# Anomaly Detection 

## 0 - Imports

In [1]:
%%capture
import json
import pandas as pd

from sklearn.tree import DecisionTreeClassifier
from sklearn.model_selection import train_test_split
from sklearn.metrics import accuracy_score, f1_score, recall_score, precision_score

# Proprietary 
from ydata.connectors import LocalConnector
from ydata.connectors.filetype import FileType

## 1 - Load Data 

In [7]:
# Read the data. Augumented and original
data_processed = pd.read_csv('data_processed.csv')
data_sampled = pd.read_csv('data_sampled.csv')
x_test = pd.read_csv('test_set.csv').drop('Unnamed: 0', axis=1)

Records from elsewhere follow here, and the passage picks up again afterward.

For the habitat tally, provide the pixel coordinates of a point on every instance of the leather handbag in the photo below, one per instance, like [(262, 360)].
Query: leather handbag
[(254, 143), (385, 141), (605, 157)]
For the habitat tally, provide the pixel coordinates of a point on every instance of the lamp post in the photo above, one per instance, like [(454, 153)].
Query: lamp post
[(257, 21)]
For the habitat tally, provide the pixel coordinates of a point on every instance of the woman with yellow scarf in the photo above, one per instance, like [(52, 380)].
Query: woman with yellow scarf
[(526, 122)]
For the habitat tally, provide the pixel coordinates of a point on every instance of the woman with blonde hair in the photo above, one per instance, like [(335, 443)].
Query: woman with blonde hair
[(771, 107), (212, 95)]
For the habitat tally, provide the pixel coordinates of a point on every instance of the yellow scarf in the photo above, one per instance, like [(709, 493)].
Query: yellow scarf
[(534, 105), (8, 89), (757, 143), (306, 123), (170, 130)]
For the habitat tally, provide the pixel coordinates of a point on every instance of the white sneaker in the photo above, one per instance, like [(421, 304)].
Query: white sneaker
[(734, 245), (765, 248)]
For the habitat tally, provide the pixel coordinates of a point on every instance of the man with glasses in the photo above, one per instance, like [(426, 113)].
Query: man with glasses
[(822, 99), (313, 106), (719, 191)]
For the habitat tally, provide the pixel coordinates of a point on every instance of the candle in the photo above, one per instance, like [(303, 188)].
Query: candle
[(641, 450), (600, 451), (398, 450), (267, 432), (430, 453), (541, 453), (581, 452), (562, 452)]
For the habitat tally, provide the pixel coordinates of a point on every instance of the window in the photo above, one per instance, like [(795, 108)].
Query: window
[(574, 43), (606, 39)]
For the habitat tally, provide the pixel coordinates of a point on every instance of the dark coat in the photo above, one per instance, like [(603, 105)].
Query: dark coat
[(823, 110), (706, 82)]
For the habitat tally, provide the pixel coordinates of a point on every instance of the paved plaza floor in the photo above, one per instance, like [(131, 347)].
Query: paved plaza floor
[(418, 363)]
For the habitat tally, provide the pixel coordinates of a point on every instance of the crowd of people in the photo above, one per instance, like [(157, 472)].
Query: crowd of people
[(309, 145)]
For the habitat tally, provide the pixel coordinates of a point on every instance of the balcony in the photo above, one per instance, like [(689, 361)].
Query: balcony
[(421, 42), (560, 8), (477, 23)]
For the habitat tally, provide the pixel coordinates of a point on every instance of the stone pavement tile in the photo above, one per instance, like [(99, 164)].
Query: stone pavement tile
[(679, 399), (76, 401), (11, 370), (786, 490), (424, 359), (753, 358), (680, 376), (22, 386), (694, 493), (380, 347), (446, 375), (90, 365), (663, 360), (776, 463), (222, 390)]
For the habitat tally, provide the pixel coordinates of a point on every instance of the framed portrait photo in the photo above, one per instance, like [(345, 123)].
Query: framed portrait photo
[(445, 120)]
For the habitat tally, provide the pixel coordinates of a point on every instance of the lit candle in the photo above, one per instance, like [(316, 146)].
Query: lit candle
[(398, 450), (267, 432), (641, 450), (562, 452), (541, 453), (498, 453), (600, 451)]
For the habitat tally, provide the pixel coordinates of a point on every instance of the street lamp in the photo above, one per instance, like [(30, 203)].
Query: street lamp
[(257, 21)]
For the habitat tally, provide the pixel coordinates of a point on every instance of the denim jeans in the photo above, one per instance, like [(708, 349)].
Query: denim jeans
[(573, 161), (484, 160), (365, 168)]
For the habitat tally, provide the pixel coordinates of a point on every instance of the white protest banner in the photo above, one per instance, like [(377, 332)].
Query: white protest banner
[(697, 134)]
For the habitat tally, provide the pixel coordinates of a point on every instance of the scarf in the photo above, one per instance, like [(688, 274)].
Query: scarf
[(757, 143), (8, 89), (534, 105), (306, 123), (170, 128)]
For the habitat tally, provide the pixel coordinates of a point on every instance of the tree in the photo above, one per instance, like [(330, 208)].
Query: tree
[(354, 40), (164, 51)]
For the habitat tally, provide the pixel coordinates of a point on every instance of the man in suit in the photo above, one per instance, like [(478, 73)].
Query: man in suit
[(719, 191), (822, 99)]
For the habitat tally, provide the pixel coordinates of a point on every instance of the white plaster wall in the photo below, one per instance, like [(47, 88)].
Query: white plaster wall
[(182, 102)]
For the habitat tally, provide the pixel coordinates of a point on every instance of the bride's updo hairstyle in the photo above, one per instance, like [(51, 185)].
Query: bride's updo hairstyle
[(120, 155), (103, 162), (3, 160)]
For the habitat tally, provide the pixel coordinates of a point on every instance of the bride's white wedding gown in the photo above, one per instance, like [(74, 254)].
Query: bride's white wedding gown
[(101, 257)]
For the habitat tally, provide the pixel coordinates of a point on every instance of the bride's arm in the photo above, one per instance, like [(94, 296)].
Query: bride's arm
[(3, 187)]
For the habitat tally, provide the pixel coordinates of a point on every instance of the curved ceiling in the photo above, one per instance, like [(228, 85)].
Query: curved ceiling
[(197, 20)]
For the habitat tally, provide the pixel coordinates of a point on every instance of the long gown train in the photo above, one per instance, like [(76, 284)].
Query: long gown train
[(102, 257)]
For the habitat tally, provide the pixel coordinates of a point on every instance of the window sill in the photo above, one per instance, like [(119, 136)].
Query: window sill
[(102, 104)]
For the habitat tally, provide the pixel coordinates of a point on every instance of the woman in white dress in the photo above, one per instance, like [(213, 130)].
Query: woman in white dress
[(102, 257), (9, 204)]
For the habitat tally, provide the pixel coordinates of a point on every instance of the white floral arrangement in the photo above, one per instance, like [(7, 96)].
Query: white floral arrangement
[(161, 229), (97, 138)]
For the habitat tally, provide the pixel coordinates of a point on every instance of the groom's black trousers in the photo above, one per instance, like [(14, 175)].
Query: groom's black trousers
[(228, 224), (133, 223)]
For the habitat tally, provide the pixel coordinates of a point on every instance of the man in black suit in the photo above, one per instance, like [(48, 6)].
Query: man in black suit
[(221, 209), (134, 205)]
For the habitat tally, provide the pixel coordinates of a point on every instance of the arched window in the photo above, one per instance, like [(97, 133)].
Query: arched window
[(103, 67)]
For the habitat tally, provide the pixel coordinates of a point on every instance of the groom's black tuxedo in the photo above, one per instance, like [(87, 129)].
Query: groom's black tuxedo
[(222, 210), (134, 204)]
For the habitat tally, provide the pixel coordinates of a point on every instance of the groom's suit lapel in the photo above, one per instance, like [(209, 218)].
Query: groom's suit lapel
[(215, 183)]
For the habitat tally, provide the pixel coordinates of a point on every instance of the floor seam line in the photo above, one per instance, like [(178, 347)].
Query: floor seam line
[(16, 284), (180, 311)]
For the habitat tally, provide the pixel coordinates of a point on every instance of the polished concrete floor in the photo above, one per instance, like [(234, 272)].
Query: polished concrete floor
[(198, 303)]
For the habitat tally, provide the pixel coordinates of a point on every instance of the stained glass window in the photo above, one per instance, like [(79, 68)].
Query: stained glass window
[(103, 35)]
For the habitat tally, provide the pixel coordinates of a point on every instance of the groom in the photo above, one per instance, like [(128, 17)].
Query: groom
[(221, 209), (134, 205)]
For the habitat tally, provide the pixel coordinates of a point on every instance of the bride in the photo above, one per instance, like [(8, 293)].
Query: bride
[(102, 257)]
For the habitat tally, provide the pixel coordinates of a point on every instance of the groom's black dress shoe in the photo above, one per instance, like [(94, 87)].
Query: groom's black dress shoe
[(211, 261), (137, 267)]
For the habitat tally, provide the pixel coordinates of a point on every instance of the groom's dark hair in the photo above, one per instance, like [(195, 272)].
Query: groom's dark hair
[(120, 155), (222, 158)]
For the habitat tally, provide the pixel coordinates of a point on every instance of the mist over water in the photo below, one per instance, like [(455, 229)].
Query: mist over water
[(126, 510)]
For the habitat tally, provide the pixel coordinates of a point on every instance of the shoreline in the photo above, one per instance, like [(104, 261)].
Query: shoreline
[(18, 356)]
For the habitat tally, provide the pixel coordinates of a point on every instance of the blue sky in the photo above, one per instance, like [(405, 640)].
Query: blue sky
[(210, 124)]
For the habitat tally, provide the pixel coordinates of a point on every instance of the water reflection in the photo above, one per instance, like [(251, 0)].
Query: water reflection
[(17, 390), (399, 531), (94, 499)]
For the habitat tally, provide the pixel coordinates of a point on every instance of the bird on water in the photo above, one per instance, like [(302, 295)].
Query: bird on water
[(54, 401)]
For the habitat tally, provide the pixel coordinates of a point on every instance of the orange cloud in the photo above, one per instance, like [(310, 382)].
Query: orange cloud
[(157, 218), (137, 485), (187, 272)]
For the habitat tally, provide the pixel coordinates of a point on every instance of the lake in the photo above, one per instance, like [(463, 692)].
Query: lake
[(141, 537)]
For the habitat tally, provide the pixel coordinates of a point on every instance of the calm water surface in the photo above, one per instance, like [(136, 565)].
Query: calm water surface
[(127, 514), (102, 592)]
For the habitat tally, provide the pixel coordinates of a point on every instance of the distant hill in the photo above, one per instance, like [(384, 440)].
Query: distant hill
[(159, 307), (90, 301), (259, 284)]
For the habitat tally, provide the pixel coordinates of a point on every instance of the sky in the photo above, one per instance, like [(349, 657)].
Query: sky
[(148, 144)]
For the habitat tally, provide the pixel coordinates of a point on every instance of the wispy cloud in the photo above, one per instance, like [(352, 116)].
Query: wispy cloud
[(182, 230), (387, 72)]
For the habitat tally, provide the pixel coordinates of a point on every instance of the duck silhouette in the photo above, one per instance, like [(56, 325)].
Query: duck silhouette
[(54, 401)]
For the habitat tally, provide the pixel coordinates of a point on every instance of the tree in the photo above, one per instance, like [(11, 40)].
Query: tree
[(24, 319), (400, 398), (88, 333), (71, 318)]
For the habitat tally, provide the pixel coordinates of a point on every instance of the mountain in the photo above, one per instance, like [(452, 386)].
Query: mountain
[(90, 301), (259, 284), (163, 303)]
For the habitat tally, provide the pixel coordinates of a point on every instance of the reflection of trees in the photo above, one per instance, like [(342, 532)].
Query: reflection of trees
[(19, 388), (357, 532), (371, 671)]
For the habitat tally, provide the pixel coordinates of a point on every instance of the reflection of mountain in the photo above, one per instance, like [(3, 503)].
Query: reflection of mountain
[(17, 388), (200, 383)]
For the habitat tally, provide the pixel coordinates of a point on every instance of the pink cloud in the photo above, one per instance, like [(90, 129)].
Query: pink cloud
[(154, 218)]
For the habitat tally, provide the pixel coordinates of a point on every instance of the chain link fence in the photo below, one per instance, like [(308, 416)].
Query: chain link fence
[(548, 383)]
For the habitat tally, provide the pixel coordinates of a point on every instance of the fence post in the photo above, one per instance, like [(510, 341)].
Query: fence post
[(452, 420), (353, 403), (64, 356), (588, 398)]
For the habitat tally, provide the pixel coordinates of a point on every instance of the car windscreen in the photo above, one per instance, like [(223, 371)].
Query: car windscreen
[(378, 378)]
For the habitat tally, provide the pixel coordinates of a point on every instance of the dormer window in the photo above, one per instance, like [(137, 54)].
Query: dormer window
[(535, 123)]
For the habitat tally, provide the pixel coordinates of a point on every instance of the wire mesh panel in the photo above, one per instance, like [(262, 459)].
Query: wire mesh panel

# Concatenate synthesized data and original data
aug_df = pd.concat([data_processed, data_sampled])

## 2 - Classification 

### 2.1 - Split the Data 

In [8]:
# Split the data into train and test
x_train_augmented = aug_df.drop(x_test.index)

In [9]:
#Removing the index columns as the data is sorted
x_train_augmented = x_train_augmented.drop(['Time', 'CellName'], axis=1)
x_test = x_test.drop(['Time', 'CellName'], axis=1)

### 2.2 - Model Training 

In [10]:
# Create the DecisionTreeClassifier. One for the normal data and another for the augmented data.
aug_tree_clf = DecisionTreeClassifier(random_state=4)

# Fit the model and predict
aug_tree_clf.fit(x_train_augmented.drop('Unusual', axis=1), x_train_augmented['Unusual'])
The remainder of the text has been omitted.